Those different variables, however, are insufficient to explain the varied policy outcomes, considering the profound similarities of the two countries. Japan and South Korea are the major archetypes of the so-called developmental state, and both of them are known to have developed the strong state-weak society nexus. The welfare programs in the two countries share the general traits of the developmental welfare state in which welfare policies have been subordinated by economic policies. Since the 1990s, the civil societies in both countries have been greatly invigorated. Thus it is essential to examine how the similar welfare regimes have generated different institutional settings accounting for the opposite outcomes in the pension reform initiatives.
This dissertation suggests that this puzzle should be examined from a macro-historical perspective by examining the historical transformation of "developmental welfarism" in the two countries. First, Japanese developmental welfarism established through the welfare bureaucracy's interaction with the stable ruling party and the under-empowered civil society, has turned the welfare bureaucracy into the primary regulator of welfare services. To serve the interests of the ruling party, the welfare bureaucracy has shied away from provoking politically sensitive issues such as tax increases while relinquishing welfare responsibility to society by transforming the society as the government's welfare service partners. On the other hand, Korean developmental welfarism featuring the welfare program as an instrument for political legitimation, has made the welfare bureaucracy a politicized client of the political elite. In order to accomplish welfare goals imposed by the top decision makers, the Korean bureaucracy had to rely on society's resources, which gradually undermined its bureaucratic autonomy. Unlike its Japanese counterpart, the Korean state became regarded as the direct provider and guarantor of welfare services.
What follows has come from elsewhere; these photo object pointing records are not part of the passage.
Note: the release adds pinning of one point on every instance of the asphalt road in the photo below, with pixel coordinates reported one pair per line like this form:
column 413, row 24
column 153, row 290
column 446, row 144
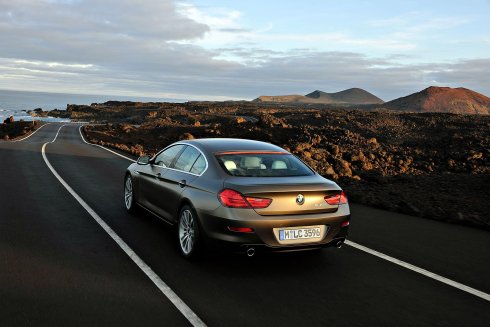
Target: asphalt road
column 58, row 267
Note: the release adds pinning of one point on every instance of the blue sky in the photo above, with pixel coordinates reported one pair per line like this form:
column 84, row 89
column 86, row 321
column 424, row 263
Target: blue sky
column 215, row 50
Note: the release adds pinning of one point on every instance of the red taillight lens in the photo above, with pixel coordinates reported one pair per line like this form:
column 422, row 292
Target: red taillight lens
column 259, row 203
column 336, row 199
column 233, row 199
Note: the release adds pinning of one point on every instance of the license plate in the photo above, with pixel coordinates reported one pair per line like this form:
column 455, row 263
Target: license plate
column 300, row 233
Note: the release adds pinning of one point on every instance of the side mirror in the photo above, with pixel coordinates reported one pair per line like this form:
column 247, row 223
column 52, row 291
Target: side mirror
column 144, row 160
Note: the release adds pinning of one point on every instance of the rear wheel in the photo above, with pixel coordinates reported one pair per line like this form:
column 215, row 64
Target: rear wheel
column 129, row 202
column 188, row 233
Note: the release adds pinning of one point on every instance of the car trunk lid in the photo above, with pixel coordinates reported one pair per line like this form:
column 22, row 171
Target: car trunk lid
column 290, row 195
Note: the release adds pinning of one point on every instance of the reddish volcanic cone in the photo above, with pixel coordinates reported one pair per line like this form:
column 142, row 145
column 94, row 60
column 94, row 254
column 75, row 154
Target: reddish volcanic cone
column 443, row 99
Under these circumstances, the Japanese welfare bureaucracy was able to carry through unpopular reform by effectively preventing the issue from being politicized. The civil society representatives were isolated from the technocratic decision making process in the deliberation council. The representatives, civil society organizations, and the political parties were not linked to exert power in the policymaking process. However, the Korean bureaucracy could not keep the original reform agenda under control because the issue was rapidly politicized by the representatives of civil society and interest groups, supported by the civil society associations and the political parties linked to them, in the deliberation council. Thus, in conclusion, the introduction of the participatory policymaking measure does not necessarily enrich social dialogue to hammer out an agreement for carrying out unpopular reform initiatives. On the contrary, the existing structure and pattern of governance is reinforced by it.
In addition to the theoretical implications for developmental welfarism and participatory governance, this dissertation sheds lights on some theoretical controversies in the field of Japanese politics, Korean politics, and the comparative policy literature, all of which underscore the importance of a historically transformed state-society relationship in the two countries, a substantial difference of Japan and Korea.